XALIMANEWS : La polémique prend de l’ampleur autour du retrait de la compagnie américaine Kosmos Energy du bloc gazier Yakaar-Teranga. Au cœur des débats : un montant de 55 millions de dollars, soit près de 30 milliards de francs CFA, que l’État du Sénégal aurait pu perdre en raison de « manquements » dans la gestion du dossier.
Présentant mardi sa Déclaration de politique générale à l’Assemblée nationale, le Premier ministre Ahmadou Al Aminou Lô a évoqué plusieurs « manquements à corriger » concernant le retrait de Kosmos Energy de l’exploitation du bloc gazier situé au large de Cayar.
Selon le chef du gouvernement, ces manquements concernent notamment le recouvrement des indemnités devant revenir à l’État à l’expiration du contrat, en juillet 2026. Le montant évoqué est estimé à 55 millions de dollars, soit environ 30 milliards de francs CFA.
Cette déclaration a rapidement suscité des réactions. Des acteurs de la société civile demandent notamment que l’Office national de lutte contre la fraude et la corruption (OFNAC) puisse s’intéresser au dossier afin de faire toute la lumière sur les responsabilités éventuelles.
DEPECHES
Mais l’ancien directeur général de Petrosen, Alioune Guèye, conteste fermement l’interprétation faite autour des 55 millions de dollars. Il affirme qu’« personne ne doit 55 millions de dollars à l’État ».

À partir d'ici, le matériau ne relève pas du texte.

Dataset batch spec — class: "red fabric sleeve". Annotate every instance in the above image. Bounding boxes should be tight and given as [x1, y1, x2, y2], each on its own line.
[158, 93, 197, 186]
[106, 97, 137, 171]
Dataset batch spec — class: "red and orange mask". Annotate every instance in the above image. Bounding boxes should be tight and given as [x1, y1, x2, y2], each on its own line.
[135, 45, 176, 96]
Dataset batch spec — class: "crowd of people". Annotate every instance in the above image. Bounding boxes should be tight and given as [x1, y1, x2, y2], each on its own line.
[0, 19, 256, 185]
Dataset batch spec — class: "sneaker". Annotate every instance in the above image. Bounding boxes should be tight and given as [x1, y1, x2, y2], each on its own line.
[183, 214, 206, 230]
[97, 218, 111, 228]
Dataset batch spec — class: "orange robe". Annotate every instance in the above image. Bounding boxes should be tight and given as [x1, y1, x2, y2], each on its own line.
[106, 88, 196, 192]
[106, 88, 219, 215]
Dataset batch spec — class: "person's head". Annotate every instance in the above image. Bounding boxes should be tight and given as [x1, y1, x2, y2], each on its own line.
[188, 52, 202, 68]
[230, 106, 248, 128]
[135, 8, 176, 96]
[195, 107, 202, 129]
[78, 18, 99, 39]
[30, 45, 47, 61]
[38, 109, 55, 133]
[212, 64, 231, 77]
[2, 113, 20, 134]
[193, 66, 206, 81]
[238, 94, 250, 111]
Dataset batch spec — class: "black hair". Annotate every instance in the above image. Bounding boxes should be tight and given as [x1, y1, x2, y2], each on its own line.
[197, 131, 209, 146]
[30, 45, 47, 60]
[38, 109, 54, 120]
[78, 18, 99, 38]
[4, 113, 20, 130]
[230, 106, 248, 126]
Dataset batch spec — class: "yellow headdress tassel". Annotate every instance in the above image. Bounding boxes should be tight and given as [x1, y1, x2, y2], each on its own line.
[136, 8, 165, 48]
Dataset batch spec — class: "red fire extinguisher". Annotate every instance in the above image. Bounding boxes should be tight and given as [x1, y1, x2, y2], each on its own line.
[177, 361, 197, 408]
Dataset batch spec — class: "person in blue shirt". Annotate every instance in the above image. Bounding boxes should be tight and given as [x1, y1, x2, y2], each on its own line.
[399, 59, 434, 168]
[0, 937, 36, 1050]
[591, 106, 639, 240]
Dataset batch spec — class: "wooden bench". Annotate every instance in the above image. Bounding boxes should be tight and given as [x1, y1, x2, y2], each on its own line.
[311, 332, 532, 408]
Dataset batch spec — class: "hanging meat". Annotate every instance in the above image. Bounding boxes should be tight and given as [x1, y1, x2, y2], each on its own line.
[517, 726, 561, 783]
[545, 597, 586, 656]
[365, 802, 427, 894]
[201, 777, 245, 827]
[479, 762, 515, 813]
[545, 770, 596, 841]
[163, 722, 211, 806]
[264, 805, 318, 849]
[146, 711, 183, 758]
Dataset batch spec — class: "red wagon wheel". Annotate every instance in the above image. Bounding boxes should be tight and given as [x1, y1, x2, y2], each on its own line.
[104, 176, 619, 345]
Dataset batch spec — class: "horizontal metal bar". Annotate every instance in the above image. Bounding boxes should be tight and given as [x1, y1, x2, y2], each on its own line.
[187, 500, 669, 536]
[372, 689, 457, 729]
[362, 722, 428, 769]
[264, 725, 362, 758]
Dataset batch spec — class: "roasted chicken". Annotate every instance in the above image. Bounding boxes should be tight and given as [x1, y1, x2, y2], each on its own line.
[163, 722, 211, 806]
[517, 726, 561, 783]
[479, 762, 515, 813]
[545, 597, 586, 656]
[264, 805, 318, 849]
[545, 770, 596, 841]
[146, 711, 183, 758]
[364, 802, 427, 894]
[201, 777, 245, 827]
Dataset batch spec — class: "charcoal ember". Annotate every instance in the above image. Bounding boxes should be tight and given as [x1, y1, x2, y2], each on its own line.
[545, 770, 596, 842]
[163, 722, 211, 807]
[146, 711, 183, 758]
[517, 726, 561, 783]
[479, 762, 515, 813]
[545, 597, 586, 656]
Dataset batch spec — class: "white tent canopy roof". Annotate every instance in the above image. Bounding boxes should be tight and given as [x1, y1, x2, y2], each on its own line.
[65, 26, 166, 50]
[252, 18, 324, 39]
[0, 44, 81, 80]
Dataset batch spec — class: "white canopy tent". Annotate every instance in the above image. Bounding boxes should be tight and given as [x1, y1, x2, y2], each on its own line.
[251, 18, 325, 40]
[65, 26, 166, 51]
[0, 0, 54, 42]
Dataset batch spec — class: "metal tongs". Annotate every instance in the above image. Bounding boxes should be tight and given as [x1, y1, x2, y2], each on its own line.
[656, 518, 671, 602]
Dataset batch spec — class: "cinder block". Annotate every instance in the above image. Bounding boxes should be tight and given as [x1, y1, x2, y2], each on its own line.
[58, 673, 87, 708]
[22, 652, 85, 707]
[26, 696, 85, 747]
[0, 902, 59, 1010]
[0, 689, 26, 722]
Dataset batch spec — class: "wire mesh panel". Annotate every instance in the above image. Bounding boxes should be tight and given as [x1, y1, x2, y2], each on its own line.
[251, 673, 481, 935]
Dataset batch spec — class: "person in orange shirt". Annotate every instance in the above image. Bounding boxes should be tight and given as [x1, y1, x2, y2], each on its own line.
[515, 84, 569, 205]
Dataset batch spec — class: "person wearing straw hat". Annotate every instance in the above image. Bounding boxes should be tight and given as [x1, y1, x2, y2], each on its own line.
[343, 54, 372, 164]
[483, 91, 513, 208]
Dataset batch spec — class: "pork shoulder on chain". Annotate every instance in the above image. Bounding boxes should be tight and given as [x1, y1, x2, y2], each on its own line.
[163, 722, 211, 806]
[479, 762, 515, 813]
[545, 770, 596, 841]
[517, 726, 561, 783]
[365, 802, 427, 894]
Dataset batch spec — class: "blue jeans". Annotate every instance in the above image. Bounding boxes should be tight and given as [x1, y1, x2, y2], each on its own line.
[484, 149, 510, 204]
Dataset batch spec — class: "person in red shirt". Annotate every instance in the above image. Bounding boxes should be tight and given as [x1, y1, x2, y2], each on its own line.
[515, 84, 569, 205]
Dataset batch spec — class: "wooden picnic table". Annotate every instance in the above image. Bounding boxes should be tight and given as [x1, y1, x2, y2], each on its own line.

Selon lui, le montant en question correspond plutôt à un engagement minimum de dépenses prévu à l’article 4 du décret n°2024-713 du 13 mars 2024, dans le cadre de la période de prorogation consacrée aux études de développement.
Alioune Guèye insiste ainsi sur une distinction fondamentale : « Un engagement de dépenses n’est pas une créance ». À ses yeux, le fait qu’un décret fixe un plancher de dépenses pour une période d’études ne signifie pas qu’une entreprise doit automatiquement cette somme à l’État.
Face à ces versions contradictoires, le dossier Yakaar-Teranga pourrait désormais connaître un nouveau tournant. Une mission de l’Inspection générale d’État (IGE), engagée sur instruction du chef de l’État, doit notamment permettre de reconstituer la chaîne des décisions et d’établir les responsabilités éventuelles.
Entre accusation de manque à gagner et contestation technique du montant avancé, l’affaire des 55 millions de dollars est donc loin d’être close. Elle pourrait désormais se déplacer du terrain politique vers celui de l’audit et, éventuellement, de la justice.